Las bestias abatidas eran varias, monos, hienas, felinos, cebras, jirafas, un canguro, cocodrilos, tiburones, sapos. El único avión estaba hecho de papel y hecho una desgracia irreparable. Creí que eso era todo, tiradero. Aunque quizá tuve un momento de extrañeza al descalzarme dispuesto al reposo. Qué va. La batalla apenas comenzaba. El tiradero se debía al calentamiento global de los contendientes.

Un aullido horrible, estremecedor, brotó del hocico descoyuntado de un dragón al que le faltaba un ala. Por el muñón sangraba fuego. Ese incendio suyo iluminó en rojo-antro la habitación oscurísima. El tiempo despertaba. El tigre se abalanzó instintivamente sobre el jaguar, que lo recibió de frente, con los colmillos de fuera y las patas duras, indoblegables. Un Ferrari metálico se disparó contra la pared, retrocedió y volvió a hacerlo, y siguió haciéndolo sin parar hasta que desnudó una muesca de yeso en la pintura. El tractor verde de pronto experimentó una urgencia mortífera y salió tras el canguro, que a saltos se alejó; suerte que era un tractor y no el Ferrari; el canguro la libró.

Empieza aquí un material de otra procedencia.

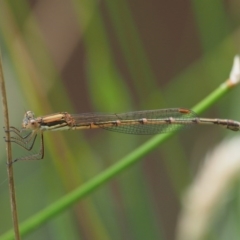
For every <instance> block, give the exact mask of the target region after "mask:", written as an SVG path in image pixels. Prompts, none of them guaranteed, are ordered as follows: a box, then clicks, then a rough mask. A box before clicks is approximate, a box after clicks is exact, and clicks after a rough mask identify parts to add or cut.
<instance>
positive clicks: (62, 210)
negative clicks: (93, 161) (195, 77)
mask: <svg viewBox="0 0 240 240" xmlns="http://www.w3.org/2000/svg"><path fill="white" fill-rule="evenodd" d="M239 82H240V57H239V56H236V57H235V59H234V65H233V70H232V72H231V74H230V78H229V79H228V80H226V81H225V82H224V83H222V84H221V85H220V86H219V87H218V88H217V89H216V90H214V91H213V92H212V93H211V94H210V95H209V96H207V97H206V98H205V99H203V100H202V101H201V102H200V103H198V104H197V105H196V106H195V107H193V110H194V111H195V112H196V113H198V114H199V113H201V112H203V111H204V110H206V109H207V108H209V107H211V106H212V105H213V104H214V103H215V102H216V101H218V100H219V99H220V98H221V97H223V96H224V95H225V94H226V93H227V92H229V90H231V89H232V88H234V87H235V86H237V85H238V84H239ZM177 130H180V128H179V129H177ZM177 130H176V131H173V132H169V133H167V134H162V135H157V136H155V137H153V138H151V139H150V140H149V141H147V142H146V143H144V144H142V145H141V146H140V147H138V148H136V149H135V150H134V151H132V152H131V153H130V154H128V155H127V156H125V157H124V158H122V159H120V160H119V161H118V162H117V163H116V164H114V165H113V166H111V167H109V168H108V169H106V170H105V171H103V172H102V173H100V174H98V175H97V176H95V177H94V178H92V179H91V180H89V181H88V182H86V183H84V184H83V185H81V186H80V187H78V188H77V189H75V190H74V191H72V192H71V193H69V194H67V195H65V196H64V197H62V198H61V199H59V200H58V201H56V202H55V203H53V204H52V205H50V206H48V207H47V208H45V209H44V210H42V211H41V212H39V213H37V214H36V215H34V216H33V217H31V218H29V219H28V220H26V221H25V222H23V223H22V224H21V225H20V232H21V234H22V235H26V234H27V233H30V232H31V231H33V230H34V229H36V228H38V227H39V226H41V225H43V224H44V223H46V222H47V221H49V220H50V219H52V218H53V217H55V216H56V215H58V214H60V213H62V212H63V211H64V210H66V209H68V208H69V207H70V206H71V205H73V204H75V203H76V202H78V201H79V200H81V199H82V198H83V197H85V196H87V195H89V194H90V193H92V192H93V191H94V190H96V189H97V188H98V187H100V186H101V185H103V184H104V183H106V182H108V181H109V180H110V179H112V178H113V177H116V176H117V175H119V174H120V173H121V172H123V171H124V170H126V169H128V168H129V167H130V166H132V165H133V164H134V163H136V162H138V161H139V160H141V159H142V158H143V157H144V156H146V155H147V154H148V153H149V152H151V151H153V150H154V149H155V148H157V147H158V146H159V145H160V144H161V143H163V142H164V141H166V140H167V139H168V138H170V137H171V136H173V135H174V134H176V132H177ZM10 239H14V236H13V232H12V231H11V230H10V231H8V232H6V233H5V234H4V235H2V237H0V240H10Z"/></svg>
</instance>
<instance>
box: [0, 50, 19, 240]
mask: <svg viewBox="0 0 240 240" xmlns="http://www.w3.org/2000/svg"><path fill="white" fill-rule="evenodd" d="M0 88H1V93H2V106H3V116H4V125H5V130H6V131H5V138H6V150H7V164H6V165H7V172H8V179H9V181H8V186H9V193H10V203H11V212H12V220H13V229H14V234H15V239H16V240H20V234H19V226H18V216H17V203H16V195H15V187H14V174H13V164H12V149H11V142H10V141H9V139H10V133H9V131H8V130H9V118H8V106H7V95H6V88H5V81H4V75H3V67H2V58H1V53H0Z"/></svg>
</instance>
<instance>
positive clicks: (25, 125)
mask: <svg viewBox="0 0 240 240" xmlns="http://www.w3.org/2000/svg"><path fill="white" fill-rule="evenodd" d="M194 124H215V125H220V126H223V127H226V128H228V129H230V130H233V131H238V130H239V129H240V122H237V121H233V120H228V119H217V118H216V119H212V118H199V117H197V115H196V113H194V112H193V111H192V110H189V109H185V108H169V109H159V110H148V111H137V112H128V113H114V114H102V113H83V114H69V113H67V112H60V113H55V114H51V115H46V116H42V117H35V116H34V113H33V112H32V111H27V112H26V113H25V115H24V118H23V122H22V129H21V130H19V129H17V128H15V127H10V130H9V131H10V132H12V133H14V134H15V136H14V137H11V138H10V141H11V142H14V143H16V144H18V145H19V146H21V147H23V148H24V149H26V150H28V151H30V150H31V149H32V147H33V145H34V142H35V140H36V137H37V135H40V138H41V143H40V144H41V146H40V151H39V152H38V153H37V154H32V155H29V156H25V157H22V158H18V159H16V160H14V162H16V161H18V160H39V159H43V156H44V142H43V132H44V131H59V130H80V129H95V128H102V129H106V130H111V131H116V132H121V133H126V134H140V135H141V134H142V135H143V134H145V135H146V134H157V133H167V132H170V131H174V130H177V129H178V128H180V127H181V126H189V125H194ZM26 131H29V132H28V133H27V134H26V135H24V132H26Z"/></svg>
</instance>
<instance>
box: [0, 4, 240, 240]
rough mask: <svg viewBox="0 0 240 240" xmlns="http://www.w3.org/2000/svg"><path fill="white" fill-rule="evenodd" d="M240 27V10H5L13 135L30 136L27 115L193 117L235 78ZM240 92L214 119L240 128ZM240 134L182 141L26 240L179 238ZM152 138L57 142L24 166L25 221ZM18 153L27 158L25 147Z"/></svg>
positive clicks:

Algo zumbó ensordecedoramente. Los seres hasta hace un segundo inertes se pusieron en pie, en llanta o lo que tuvieran para el efecto y se dirigieron a la arena de los trompos gladiadores. Más que público rumbo al estadio parecían pasajeros del arca de Noé.

Una lámpara de mano despertó a sus pilas ya deshauciadas y arrojó un rayo fijo sobre el centro de la arena. Un escozor eléctrico me recorrió la espina. Silencio. Hasta el dragón sangrante dejó de aullar para arrastrarse con esfuerzo hacia la arena. Iba dejando un rastro de fuego, o de sangre en llamas si se prefiere.

El viento rabioso del bosque se paralizó en fa. Espesó la espuma de la noche. Los vidrios dejaron de temblar. Masculina, pueril, una voz anime (no sólo hay imagen anime, también voz, de preferencia en el original japonés) pujó ¡jmmm!, gutural y definitiva. Dos relámpagos cayeron girando sobre la arena y alegremente comenzaron a chocar con espantoso estruendo. Qué de chispas, qué de rechinidos disparaban esos trompos diabólicos armados de velocidad y de luz. Uno de ellos, azul y esbelto, tomó la iniciativa y comenzó a perseguir al rival negro y carmesí, que despavorido se refugió en un burladero ad hoc, sin prever el asalto final de su oponente por la retaguardia.

Un rugido unánime, pavoroso, llenó la habitación poblada de guerreros primordiales y creí que algo malo iba a pasarme. Me encogí, entumido y fetal, y cerré los ojos con tanta fuerza que me dolieron los párpados, aferrado al solitario guante de box. Los vítores bestiales, monstruosos, o bien los metálicos de Transformers dotados de alma, formaron una especie de viento huracanado y la colchoneta de mi refugio salió por la ventana, aunque cerrada, y se perdió en la noche. Lo último que recuerdo es haber visto una alfombra de luciérnagas, ya no monstruos ni bestias furibundas.